Many Latvians who defend this annual event say that because the Latvian Waffen-SS unit was formed in 1943, several years after the Rumbula Massacre, they cannot be blamed. How do you respond to this argument?
“There is a reasonable historical argument about the Latvian Legion. Some were motivated by a desire to oppose Soviet troops; some volunteered; some were drafted; some did nothing wrong that we know of; some were murderers; all swore a personal oath of loyalty to Hitler. The killings of the Jews went on for a long time, some members of the Latvian SS had been members of death squads. But it does not matter to me whether the people I saw helped kill one person or 50,000. One is enough. More importantly, this historical argument has nothing to do with holding a public ceremony to honor the Waffen-SS. Every society has its fringes and we understand that, but these movements are moving to the mainstream. That’s why World Without Nazism has a role to play.”
Why should Americans, and the American Jewish community especially, be concerned with this issue?

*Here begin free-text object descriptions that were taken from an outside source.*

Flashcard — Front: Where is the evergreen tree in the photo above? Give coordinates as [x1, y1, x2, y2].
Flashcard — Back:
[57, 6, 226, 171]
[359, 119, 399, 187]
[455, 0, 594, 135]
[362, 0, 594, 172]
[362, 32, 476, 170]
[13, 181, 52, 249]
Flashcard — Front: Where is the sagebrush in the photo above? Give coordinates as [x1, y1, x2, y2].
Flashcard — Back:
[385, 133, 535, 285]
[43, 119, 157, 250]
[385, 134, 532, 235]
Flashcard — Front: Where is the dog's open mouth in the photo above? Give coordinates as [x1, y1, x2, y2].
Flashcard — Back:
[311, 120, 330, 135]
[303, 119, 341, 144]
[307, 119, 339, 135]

“If ‘never again’ means something, it means vigilance and truth telling. These movements are real and growing, and it’s time that the American government addressed this phenomenon. Now is the time for the US to begin to acknowledge these movements, and then to be heard in a responsible but vigilant manner about them. It would be a mistake to make too much of what’s happening, but it would be a bigger mistake to pretend it’s not happening.”